Автор рассказывает о переходе общества от утопии к рынку, от социализма к капитализму, описывает поражение интеллигенции и торжество авангарда. Благодаря обилию сюжетных линий, а также философских и исторических экскурсов, роман «Учебник рисования» можно считать энциклопедией нашей жизни.
Максим Кантор
Учебник рисования. Том 2
© Максим Кантор, 2013
© ООО «Издательство АСТ», 2022
* * *
Часть третья
23
Существуют картины, написанные поверх других, – художник использует былую картину просто как основу, как грунт. Случалось, живописец брал законченную картину, чтобы писать поверх нее – просто от недостатка холста. Чаще всего так поступают с собственной картиной, если признают ее негодной, но бывали случаи, когда художник брал чужой холст и писал поверх него. Разумеется, это предполагает достаточно высокую самооценку художника и, во всяком случае, неуважительное отношение к труду предшественника. Рассказывают, что Модильяни, не имея возможности приобрести чистый холст, заходил к знакомому торговцу картинами, который давал ему выбрать чужую картину для работы среди тех, что не находили спроса. Согласно рассказу, Модильяни, прежде чем забрать чужой холст, долго к нему присматривался и, если находил хоть что-нибудь достойное внимания, не мог позволить себе записать чужую картину. Иногда он проводил часы, разглядывая чужие – вероятно, не самые выдающиеся – картины, и после колебаний так и не решался ничего взять. Видите, показывал он на деталь на чужом холсте, какой интересный фрагмент – его нельзя уничтожать. Напротив того, Пикассо славился бесцеремонностью, он не мог себя сдержать и покрывал живописью любую поверхность – в том числе картины друзей. Его, как говорят, было опасно оставлять в чужой мастерской: он мог записать чужой холст, не говоря о том, что рисовал на полу, дверях и стенах.
Известны случаи, когда мастер заканчивал набросок ученика (как, например, Рембрандт – неоконченные ландшафты Сегерса) или, напротив, когда великий ученик довершал недоделанное мастером (так Тициан заканчивал «Сельский концерт» Джорджоне).
Подобная возможность – то есть исправить или вовсе покрыть другой живописью законченный холст – появилась только с изобретением масляной живописи; ранее такой возможности не существовало.
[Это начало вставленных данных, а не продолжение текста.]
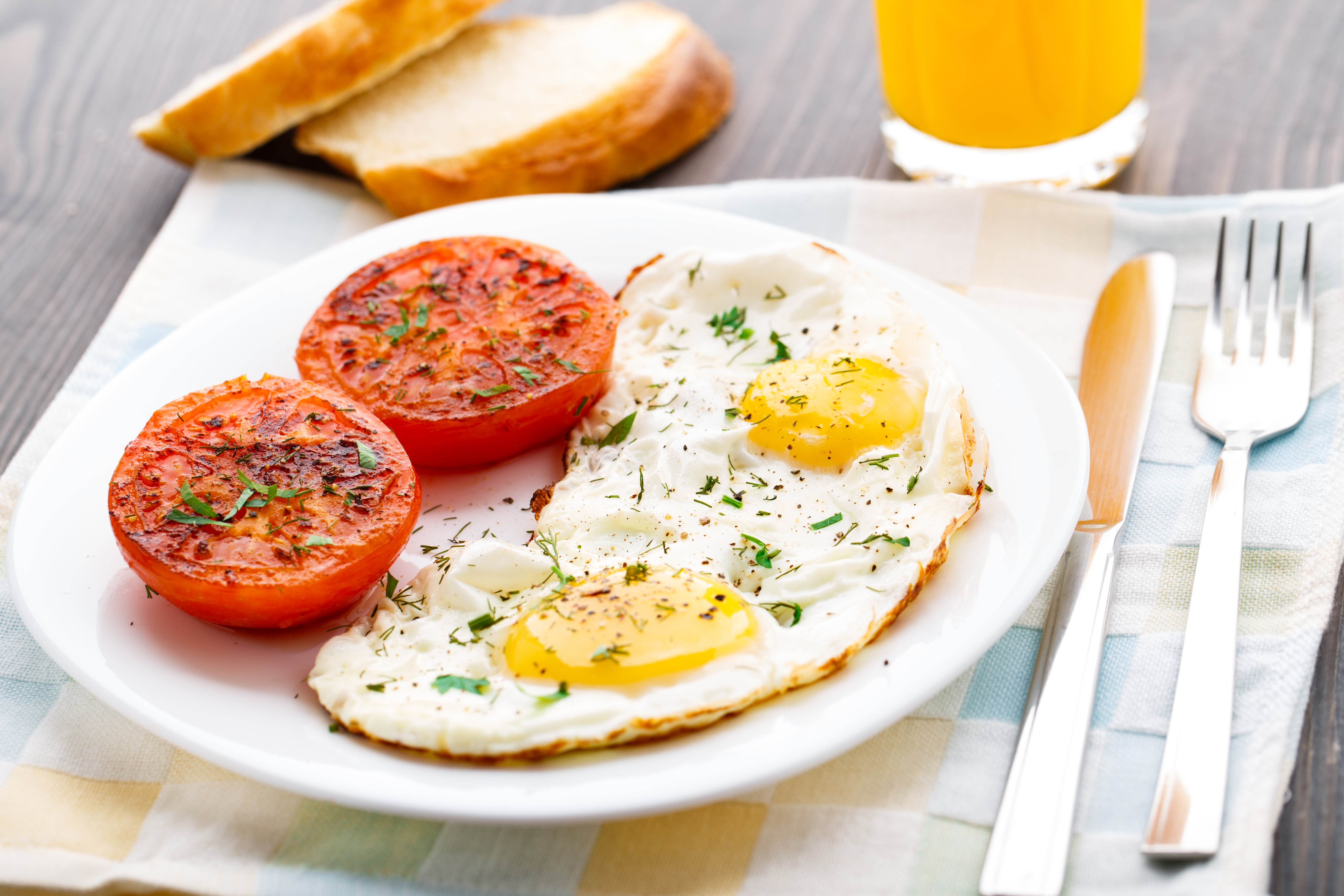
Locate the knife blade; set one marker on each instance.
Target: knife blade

Иконописец не только не мог писать поверх чужой иконы, но даже не способен был изменить что-либо в своей собственной. Художник, исполняющий фреску, должен был бы сколоть штукатурку и заново грунтовать стену – захоти он писать иной вариант. Подобной возможности лишен скульптор, рубящий из мрамора: каждый удар по камню лишает его возможности пересмотреть решение; эта возможность отсутствует у художника, кладущего мозаику, режущего деревянную гравюру, льющего бронзу.
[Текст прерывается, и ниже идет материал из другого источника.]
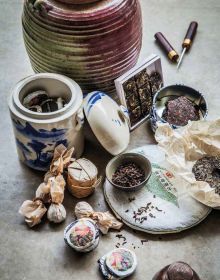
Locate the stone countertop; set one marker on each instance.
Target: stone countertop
(40, 253)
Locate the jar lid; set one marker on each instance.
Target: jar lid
(78, 1)
(108, 121)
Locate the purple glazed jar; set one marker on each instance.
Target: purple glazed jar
(91, 43)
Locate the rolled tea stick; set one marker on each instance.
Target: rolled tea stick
(82, 178)
(166, 46)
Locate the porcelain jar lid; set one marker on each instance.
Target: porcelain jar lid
(78, 1)
(108, 121)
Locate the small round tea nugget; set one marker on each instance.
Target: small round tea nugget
(121, 262)
(82, 235)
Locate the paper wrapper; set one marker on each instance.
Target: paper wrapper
(184, 146)
(33, 211)
(105, 220)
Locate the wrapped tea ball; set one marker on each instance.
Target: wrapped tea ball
(56, 213)
(82, 178)
(82, 235)
(118, 264)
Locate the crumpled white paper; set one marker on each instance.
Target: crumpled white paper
(105, 220)
(184, 146)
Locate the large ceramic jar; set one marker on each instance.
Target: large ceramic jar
(91, 43)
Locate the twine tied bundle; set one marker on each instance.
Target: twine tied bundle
(82, 178)
(50, 192)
Масляная живопись, таким образом, предстает как наибольший соблазн для изменений и искажений. Это абсолютно автономная вещь, предмет, независимый от окружения, – в отличие от иконы, скульптуры, фрески живопись может существовать где угодно. Именно свобода делает масляную живопись наиболее уязвимой: картина может оказаться в руках человека, который захочет ее исправить, улучшить или уничтожить. Масляная живопись уязвима так же, как слова, которые, будучи раз произнесены, могут быть с легкостью взяты назад.
Ничто так не провоцирует на изменения или даже на создание новой работы, как чужая, не слишком законченная живопись. Опытному живописцу достаточно тронуть кистью в двух-трех местах, чтобы оживить поверхность; опытный живописец может оценить в чужой картине возможности, скрытые от самого автора, и он-то хорошо будет знать, как заставить заиграть цвет, как сделать из чужой картины – шедевр, но шедевр свой. Случалось, что иные художники заблуждались на свой счет и недооценивали то, что, по их мнению, может стать основой для их собственной живописи.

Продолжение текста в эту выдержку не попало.